How Storytelling Can Fix a Broken Neck

Click here to read an original op-ed from the TED speaker who inspired this post and watch the TEDTalk below.

I am an expert on social media, PR, and technology, and what I have to share with you can rocket boost your firm's ROI!

Not exactly a gripping introduction, now is it? If I may, please allow me another attempt.

As an editor and writer, I was so impressed watching Joshua Prager give a TED talk the other day; I wanted to prepare a post worthy of not only my own skill, but of being published before TED Weekends readers as well. Most of all, I want to illustrate why storytelling is today the most powerful art any of us can use to influence other people.

Let me give you a great example of storytelling, which illustrates concretely the anatomy of any convincing storyline, or how character, purpose, conflict, and resolution play out to make for influential communications. Hopefully, before you're done reading, you'll take your valuable time to watch this mesmerizing talk by Prager.

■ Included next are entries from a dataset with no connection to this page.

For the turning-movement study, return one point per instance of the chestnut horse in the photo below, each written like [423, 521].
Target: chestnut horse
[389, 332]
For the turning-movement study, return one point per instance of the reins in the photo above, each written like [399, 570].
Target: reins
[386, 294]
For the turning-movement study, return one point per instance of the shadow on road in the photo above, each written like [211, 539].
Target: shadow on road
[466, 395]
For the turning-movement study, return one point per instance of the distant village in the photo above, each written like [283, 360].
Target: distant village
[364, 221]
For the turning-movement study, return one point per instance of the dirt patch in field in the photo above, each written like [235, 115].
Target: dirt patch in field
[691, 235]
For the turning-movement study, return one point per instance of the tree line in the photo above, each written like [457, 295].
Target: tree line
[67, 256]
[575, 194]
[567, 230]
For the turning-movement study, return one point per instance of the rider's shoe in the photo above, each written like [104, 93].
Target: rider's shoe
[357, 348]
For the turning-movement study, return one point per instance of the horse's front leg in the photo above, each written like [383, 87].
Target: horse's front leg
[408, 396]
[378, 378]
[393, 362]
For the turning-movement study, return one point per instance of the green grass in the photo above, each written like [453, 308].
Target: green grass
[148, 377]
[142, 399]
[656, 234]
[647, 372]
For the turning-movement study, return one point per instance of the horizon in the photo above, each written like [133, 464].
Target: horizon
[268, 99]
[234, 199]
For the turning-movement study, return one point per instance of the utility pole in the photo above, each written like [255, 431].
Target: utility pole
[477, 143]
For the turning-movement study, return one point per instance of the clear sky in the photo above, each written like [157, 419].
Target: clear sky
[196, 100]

Character -- Any Story's Hero

Joshua Prager, the award-winning journalist whose neck was actually broken, and who inspired this discourse you are reading, is one of those rare speakers capable of holding an audience spellbound. But, what's even more important for you, the reader, is the fact that having a fantastic story, like the one of Prager overcoming a broken neck, is not nearly as important as deciding to "share" the story. As the talented speaker puts it, "who we are is not about what happens to us, but who we are is about how we respond to what happens to us."

Now as marketing people, what so often escapes us in our quest for "once upon a time" salesmanship is the preparation needed to craft a successful story. Take the title of Prager's TED moment; "Joshua Prager: In search of the man who broke my neck." Brilliant, isn't it? How, you ask? Well, even before the audience has set foot in the auditorium, with a single curious statement, Joshua Prager has forged interest, the inquisition, even suggested a bit of soliloquy, wherein comedy or satire may be afoot. Actually, the title is so brilliant, it tells you at once Josh Prager's story, as well as "who" the hero of the story you are about to hear is.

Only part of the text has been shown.